First project deadline!

I didn’t have anything particularly lined up for today to add to the “in statistics” posts I’ve been doing, so today I thought it may be better to outline what I’m doing in the statistics course I’m taking. At the very least it may help me get it done, because as usual around here, the project is due… today. Yep, it’s yet another mad dash to the finish. Will I make it? Will I ever figure out what statistics is? Will I learn to stop asking questions in this format? Find out all this and more!
One more time from the top. I’m a third year PhD candidate in neuroengineering. When I’m not making prosthetics, 3D printing a copy of my spine (seriously), or trying to get my degree, I’m here telling my story. I’ve been blogging every day for the past two years so people can get a full picture of what the PhD process — or at least my PhD process — looks like. For the past week or so I’ve been going over stuff I’m learning in my last required class for my degree, it’s a statistics class because I hate myself. However, I’ve got my first project due today and so instead of devoting a ton of time to try and simplify the why of statistics, I’m going to talk about the first project a bit.
In short, the first project is awful. I enrolled in this course to learn more about how to do the statistics I need to do for my research. It’s a good course don’t get me wrong, but I think the instructor has a different idea about what we should be learning. We’ve covered a lot over the past few months and we’ve been doing it using the “R” software (free to download if you want to torture yourself too!).
If this class was taught in MATLAB I wouldn’t have any problem. I’m pretty good with MATLAB these days and it’s my prefered software for everything I do because everything I do is built around the software. Funny how that works. Unfortunately, a lot of stats people use R, which is why I am using R. R we getting it yet? (See what I did there?) Anywho, the point is this course has been a lot of learning the frustrating syntax differences between what I do in MATLAB and what I want to do in R.
There are several things that annoy me about this software, from the way the variables are stored, to the way you save them. It’s a whole thing and I’ll stop complaining about the stupid, horrible, no good, very bad, software. The main point here is we’re using this software for the course because it’s the software of choice for people in the statistical field. Okay, so I can buy that logic, I accept that’s what we’re doing and all that, but then we have this project…
The task isn’t hard, we’re supposed to replicate several plots from a manuscript given the dataset used in the manuscript. That would be nothing if it weren’t for the fact that I need to do this in R. For the past month in my downtime it’s been a crash course in how to use R and lots of googling how to do things.
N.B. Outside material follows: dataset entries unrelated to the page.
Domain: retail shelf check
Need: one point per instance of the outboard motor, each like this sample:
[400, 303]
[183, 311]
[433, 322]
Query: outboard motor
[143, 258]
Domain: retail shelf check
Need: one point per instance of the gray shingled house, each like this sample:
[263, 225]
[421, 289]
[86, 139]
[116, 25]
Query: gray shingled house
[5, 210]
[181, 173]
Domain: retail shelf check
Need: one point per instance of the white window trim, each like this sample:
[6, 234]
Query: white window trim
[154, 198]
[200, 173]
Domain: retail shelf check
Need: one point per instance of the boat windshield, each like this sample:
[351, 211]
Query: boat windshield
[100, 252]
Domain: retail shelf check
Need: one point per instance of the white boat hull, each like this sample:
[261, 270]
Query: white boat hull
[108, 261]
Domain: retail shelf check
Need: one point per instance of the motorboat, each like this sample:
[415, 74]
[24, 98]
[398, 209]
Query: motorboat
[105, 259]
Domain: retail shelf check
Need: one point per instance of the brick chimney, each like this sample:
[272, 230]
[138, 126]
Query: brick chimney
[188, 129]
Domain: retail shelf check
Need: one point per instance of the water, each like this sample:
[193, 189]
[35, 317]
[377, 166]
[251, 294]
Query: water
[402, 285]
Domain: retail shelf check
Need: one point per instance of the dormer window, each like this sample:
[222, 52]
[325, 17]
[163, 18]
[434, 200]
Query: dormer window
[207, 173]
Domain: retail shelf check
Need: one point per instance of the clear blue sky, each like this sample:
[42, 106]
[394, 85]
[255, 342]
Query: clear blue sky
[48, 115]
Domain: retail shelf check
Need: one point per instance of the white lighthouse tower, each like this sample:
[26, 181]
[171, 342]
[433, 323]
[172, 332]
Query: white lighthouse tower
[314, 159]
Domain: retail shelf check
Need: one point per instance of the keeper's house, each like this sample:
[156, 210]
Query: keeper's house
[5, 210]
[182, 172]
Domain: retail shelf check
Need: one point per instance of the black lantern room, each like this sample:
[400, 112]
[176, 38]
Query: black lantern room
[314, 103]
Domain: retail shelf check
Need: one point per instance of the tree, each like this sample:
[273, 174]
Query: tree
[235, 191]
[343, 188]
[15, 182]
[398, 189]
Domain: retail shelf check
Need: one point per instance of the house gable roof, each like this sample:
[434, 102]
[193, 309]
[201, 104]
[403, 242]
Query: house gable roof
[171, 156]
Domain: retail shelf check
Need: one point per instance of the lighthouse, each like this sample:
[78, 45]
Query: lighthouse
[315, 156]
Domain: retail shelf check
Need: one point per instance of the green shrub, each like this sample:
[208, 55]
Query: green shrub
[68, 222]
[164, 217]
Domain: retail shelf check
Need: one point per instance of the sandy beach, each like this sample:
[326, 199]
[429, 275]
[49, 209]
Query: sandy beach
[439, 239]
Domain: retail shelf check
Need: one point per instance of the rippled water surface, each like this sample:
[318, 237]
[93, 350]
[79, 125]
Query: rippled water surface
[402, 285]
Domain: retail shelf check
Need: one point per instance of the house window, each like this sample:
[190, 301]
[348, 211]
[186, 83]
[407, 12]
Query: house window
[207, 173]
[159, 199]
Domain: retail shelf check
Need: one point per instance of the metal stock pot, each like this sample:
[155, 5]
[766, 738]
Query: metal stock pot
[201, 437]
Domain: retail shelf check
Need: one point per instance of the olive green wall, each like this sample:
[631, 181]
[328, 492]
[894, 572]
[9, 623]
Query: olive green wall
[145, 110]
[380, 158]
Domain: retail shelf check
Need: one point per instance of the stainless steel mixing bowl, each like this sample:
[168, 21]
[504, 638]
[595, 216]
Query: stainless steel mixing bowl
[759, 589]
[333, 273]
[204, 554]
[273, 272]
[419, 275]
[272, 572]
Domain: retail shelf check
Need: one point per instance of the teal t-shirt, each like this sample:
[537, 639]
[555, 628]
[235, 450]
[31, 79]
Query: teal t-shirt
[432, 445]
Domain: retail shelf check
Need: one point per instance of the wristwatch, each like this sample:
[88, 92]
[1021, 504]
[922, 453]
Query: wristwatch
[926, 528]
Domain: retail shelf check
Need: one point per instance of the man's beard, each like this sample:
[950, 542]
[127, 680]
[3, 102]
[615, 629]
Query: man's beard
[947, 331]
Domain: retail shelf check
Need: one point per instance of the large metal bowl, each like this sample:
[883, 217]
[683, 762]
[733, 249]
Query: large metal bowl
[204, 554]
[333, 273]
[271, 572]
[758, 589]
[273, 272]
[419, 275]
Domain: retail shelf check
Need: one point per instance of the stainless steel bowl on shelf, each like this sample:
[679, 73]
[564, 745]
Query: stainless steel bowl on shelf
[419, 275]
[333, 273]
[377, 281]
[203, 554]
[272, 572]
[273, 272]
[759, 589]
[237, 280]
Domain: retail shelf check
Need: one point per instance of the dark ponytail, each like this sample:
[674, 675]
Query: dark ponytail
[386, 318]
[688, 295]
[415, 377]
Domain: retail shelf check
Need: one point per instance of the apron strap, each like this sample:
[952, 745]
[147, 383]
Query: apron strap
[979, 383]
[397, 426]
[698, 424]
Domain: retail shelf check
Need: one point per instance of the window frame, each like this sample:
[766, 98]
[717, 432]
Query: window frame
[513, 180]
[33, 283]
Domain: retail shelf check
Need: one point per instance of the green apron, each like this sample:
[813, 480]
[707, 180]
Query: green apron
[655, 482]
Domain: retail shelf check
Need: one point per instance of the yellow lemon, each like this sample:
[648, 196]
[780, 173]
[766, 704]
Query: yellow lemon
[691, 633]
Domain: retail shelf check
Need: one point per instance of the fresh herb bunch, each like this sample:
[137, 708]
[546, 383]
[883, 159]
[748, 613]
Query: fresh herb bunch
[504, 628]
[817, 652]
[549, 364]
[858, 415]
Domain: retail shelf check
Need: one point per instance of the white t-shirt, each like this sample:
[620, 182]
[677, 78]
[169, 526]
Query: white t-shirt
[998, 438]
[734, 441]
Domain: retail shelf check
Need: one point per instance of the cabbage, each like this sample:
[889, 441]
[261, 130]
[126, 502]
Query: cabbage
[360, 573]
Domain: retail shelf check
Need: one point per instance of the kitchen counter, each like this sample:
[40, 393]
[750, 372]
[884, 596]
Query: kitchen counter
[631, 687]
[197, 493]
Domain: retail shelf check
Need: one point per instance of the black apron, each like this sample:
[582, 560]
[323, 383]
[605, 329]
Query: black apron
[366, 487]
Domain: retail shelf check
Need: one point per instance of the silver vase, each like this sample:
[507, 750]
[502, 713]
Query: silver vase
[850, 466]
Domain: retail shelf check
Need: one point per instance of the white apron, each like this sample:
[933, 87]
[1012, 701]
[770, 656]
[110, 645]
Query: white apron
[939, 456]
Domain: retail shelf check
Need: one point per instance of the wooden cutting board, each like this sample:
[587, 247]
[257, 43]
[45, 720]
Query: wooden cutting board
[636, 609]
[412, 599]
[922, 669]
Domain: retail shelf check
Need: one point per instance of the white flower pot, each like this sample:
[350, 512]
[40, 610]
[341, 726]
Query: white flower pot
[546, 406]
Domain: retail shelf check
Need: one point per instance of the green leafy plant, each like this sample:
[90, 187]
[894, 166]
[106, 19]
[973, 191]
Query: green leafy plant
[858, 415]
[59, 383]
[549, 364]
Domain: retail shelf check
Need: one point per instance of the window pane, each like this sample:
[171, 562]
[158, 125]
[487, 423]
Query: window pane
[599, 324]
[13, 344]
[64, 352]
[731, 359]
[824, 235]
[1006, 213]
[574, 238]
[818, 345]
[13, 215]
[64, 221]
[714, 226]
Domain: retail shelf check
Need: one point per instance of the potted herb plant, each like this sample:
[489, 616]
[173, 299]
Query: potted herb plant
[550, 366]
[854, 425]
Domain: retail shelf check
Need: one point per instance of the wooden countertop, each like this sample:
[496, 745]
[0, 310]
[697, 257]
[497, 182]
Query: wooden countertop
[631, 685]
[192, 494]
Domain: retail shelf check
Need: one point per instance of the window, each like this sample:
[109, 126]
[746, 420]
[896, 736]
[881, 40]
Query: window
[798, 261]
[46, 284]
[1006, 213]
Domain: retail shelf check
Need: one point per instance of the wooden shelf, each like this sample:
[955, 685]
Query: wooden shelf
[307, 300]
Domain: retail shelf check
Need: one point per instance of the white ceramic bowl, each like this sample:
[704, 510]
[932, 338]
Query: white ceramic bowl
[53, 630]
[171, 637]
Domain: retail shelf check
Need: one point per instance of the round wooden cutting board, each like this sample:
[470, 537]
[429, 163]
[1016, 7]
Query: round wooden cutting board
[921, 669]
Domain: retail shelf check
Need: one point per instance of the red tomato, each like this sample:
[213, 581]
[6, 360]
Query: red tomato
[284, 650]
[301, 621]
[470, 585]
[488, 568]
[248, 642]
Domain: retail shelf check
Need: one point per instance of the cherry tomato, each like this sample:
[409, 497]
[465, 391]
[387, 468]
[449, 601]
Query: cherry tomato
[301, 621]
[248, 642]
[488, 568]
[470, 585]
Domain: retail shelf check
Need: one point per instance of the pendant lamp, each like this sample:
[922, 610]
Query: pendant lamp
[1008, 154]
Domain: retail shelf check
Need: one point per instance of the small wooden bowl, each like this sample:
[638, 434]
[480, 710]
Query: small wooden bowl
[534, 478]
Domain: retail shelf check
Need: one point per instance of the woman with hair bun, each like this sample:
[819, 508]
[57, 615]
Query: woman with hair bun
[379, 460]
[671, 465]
I’ve spent more time trying to figure out workarounds for things and hacking solutions together to get the plots looking perfectly like the manuscript. A few interesting highlights from this experience.
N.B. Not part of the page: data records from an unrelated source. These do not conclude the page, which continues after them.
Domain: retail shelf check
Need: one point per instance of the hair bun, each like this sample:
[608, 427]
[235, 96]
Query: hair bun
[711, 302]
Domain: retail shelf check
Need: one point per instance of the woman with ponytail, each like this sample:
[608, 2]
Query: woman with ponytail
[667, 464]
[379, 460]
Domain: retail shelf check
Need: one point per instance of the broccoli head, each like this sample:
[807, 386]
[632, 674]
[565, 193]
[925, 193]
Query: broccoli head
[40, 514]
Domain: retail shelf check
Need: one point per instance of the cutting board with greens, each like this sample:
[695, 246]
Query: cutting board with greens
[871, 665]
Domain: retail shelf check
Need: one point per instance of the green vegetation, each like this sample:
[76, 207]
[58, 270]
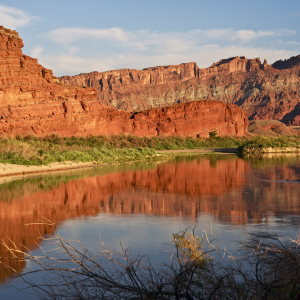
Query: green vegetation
[32, 150]
[266, 267]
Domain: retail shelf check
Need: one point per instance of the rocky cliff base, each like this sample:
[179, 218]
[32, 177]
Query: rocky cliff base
[32, 102]
[264, 91]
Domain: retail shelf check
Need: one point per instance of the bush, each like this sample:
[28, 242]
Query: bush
[268, 267]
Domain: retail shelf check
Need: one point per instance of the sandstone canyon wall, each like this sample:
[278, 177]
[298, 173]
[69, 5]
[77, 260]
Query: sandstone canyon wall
[263, 91]
[33, 102]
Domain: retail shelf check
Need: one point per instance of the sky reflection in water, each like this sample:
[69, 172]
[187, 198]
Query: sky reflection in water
[141, 205]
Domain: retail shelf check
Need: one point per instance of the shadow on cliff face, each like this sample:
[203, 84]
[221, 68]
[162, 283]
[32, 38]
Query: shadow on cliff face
[226, 187]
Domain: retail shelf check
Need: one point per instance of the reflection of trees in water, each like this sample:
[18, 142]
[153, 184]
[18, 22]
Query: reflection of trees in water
[184, 188]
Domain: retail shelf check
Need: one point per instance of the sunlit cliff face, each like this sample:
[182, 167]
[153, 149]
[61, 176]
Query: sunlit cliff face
[186, 188]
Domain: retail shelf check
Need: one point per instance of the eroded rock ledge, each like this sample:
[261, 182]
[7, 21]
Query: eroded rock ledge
[33, 102]
[269, 92]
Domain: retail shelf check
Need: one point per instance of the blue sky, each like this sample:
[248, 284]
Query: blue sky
[72, 37]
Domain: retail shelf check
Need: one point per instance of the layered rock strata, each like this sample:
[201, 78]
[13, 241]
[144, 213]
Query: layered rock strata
[32, 102]
[263, 91]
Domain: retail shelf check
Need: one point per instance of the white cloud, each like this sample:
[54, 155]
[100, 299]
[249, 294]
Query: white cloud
[205, 56]
[13, 18]
[119, 48]
[68, 35]
[142, 38]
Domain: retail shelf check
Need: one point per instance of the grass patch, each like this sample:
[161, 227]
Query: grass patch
[31, 150]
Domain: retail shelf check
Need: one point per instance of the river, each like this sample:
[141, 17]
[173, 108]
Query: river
[142, 204]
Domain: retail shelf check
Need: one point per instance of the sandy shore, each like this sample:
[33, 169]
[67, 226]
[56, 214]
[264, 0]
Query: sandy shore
[8, 170]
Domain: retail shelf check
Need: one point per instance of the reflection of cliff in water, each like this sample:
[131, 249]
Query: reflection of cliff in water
[226, 187]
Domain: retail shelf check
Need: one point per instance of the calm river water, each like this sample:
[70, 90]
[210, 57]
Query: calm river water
[141, 205]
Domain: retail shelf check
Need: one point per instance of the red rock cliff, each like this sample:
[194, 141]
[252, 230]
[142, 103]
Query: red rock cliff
[32, 102]
[262, 90]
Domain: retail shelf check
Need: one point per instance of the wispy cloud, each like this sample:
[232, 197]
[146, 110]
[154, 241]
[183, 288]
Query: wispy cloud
[295, 14]
[88, 50]
[66, 64]
[13, 18]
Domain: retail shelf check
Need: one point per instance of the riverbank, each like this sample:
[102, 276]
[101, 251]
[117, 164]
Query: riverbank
[7, 170]
[26, 155]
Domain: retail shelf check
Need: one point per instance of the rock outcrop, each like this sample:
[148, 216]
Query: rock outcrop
[33, 102]
[263, 91]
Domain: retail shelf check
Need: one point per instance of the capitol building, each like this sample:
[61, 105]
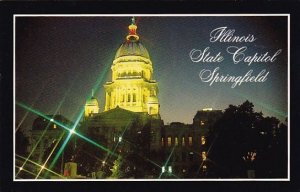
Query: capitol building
[135, 142]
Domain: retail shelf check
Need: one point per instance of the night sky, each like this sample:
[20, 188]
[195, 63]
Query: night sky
[60, 59]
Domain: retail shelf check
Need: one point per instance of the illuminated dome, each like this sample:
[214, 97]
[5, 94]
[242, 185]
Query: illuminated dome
[132, 48]
[92, 102]
[152, 99]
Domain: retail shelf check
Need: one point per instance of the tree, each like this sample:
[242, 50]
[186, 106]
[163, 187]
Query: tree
[239, 132]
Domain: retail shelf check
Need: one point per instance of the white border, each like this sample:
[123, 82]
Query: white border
[147, 15]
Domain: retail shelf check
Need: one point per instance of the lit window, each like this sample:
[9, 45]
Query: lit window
[134, 97]
[204, 168]
[176, 141]
[204, 155]
[203, 140]
[201, 123]
[169, 141]
[190, 141]
[129, 98]
[183, 141]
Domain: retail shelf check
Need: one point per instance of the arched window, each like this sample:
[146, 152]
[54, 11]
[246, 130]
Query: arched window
[128, 98]
[169, 141]
[176, 141]
[190, 140]
[134, 97]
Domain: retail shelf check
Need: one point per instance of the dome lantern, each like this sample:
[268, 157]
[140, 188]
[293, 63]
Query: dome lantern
[132, 35]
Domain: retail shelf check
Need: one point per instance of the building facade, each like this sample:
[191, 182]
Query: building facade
[130, 124]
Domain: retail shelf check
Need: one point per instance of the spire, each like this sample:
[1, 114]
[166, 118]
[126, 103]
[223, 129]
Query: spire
[132, 31]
The first is legends are a pain. I put off creating my legend until I had all three plots, since it’s one legend to rule them all. I thought this would be smart because how hard could making a legend be? It turns out the answer is very. It was very hard to make the legend the way I needed it. So hard in fact, that I had to go back and reformat the data into a whole different organization to make it all work.
Then I wrote a bit of code that gave me even numbers. Finally something easy and you know what it worked… for the first two numbers. I wanted 0 to 1 in increments of 0.2, what it spit out was 0, “”, 0.2, “”, 0.4, “”, “”, “” 0.8, “”. The “” is an empty column/row/whatever you want to call it. So apparently my copy of R doesn’t think 0.6 and 1 are divisible by 0.2, which was odd and I had to go the less flexible route of manually creating the numbers I wanted. That alone took me nearly 30 minutes before I gave up and wrote it out manually. I could do it in MATLAB in seconds.
Oh and my favorite bit of hacking things together, all this needs to be run when you “knit” the file together. Yeah I can’t use variables in my workspace to create (in this case) my PDF file with all this stuff loaded into it. So the workaround I figured out was to save all the data to the folder I’m working in and knit it together that way. Which is how I discovered there was no way to clear variables except the ones I wanted without downloading a package and using some weird syntax to do it. For those interested or having a similar frustration, the library is gdata and the command is keep(Whatever, You, Want, To, Keep, Here, sure = TRUE). Yeah you type out that whole command and you still need to make sure that you are sure you want to only keep that data. I don’t know why that makes me so angry, but here we are.
The grading for this class is such that this three part project is worth 40% of my grade, but it’s all basically a test at how good I am at googling R commands. I didn’t want to learn how to make pretty graphs in R, I wanted to learn about why statistics are the way they are and not something completely different (if that makes any sense). So in that aspect the class has been somewhat of a letdown. I’ve got a perfect score so far in all the homeworks and what not, but even then I could completely fail the course over the stupid project. That won’t happen, but I hate that so much of my grade depends on my ability to use R.
Anyway that’s today’s rant. I promise we’ll get back to doing some stats here soon, or maybe I’ll discuss my PhD work since there’s been a few changes since the last time I talked about it.
But enough about us, what about you?